Die Streiks haben sich gelohnt. Das wird dazu führen, dass die Kolleginnen und Kollegen ungefähr 600 Euro mehr im Monat bekommen. Ich hoffe, meine sehr verehrten Damen und Herren, dass sich dadurch auch das Preisgefüge bei den Tickets ein Stück weit ändert und gleichzeitig das enorme Wachstum, das wir in den vergangenen Jahren hatten, ein Stück weit abgebremst wird.

Zum Thema Landesentwicklungsplan, Herr Genilke, haben Sie deutlich gesagt, welche rechtlichen Hürden dabei zu nehmen sind. Darüber hinaus brauchen wir eine Einigung zwischen Berlin, Brandenburg und dem Bund. Hierfür kann ich - auch wenn wir dazu verschiedene lebhafte Debatten hatten - keine Mehrheiten erkennen. Sie wissen auch, dass es im Jahr 1996 zwischen den drei Beteiligten einen Konsensbeschluss gab und seit 22 Jahren die vom Lärm des Flughafens Tegel Betroffenen darauf warten, dass Politik verlässlich ist und Wort hält. Denn mit dem Beschluss von 1996 war die Schließung von Tegel besiegelt, und die Anwohnerinnen und Anwohner warten darauf, dass dieser Beschluss umgesetzt wird.

Sie wissen selbst, dass dieser innerstädtische Flughafen ein Relikt des Kalten Krieges ist. Er wurde auf besatzungsrechtlicher Grundlage geschaffen und wäre heute so nirgendwo mehr genehmigungsfähig.

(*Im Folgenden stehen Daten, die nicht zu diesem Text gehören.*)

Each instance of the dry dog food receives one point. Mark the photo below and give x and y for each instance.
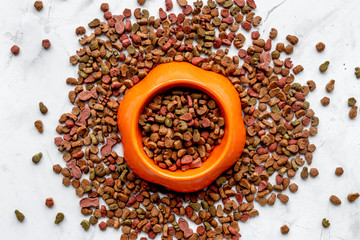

Sie wissen, welche Gefahren vom Flugbetrieb ausgehen; auf die Lärmemissionen hatte ich bereits hingewiesen.
Berlin - das wissen Sie auch, meine Damen und Herren - braucht diese Flächen. Bis zu 25 000 Wohnungen können dort entstehen, auch die Beuth Hochschule hat ihre
Pläne schon vor längerer Zeit vorgestellt.

Sie wissen, dass ein Doppelbetrieb, auch wenn er nur befristet ist, zu höheren Kosten führen würde. Und auch dazu haben wir uns im Parlament schon ausgetauscht: Wir wollen, dass die FBB kein Zuschussgeschäft auf Dauer ist.

Ich denke, Sie wollen der Volksinitiative in Brandenburg bei einem Thema, das fast in der Versenkung verschwunden war, noch Flügel verleihen. Wir, meinen sehr verehrten Damen und Herren, stehen dafür nicht zur Verfügung. Und jetzt freue ich mich auf Ihre Kurzinterventionen. - Vielen Dank.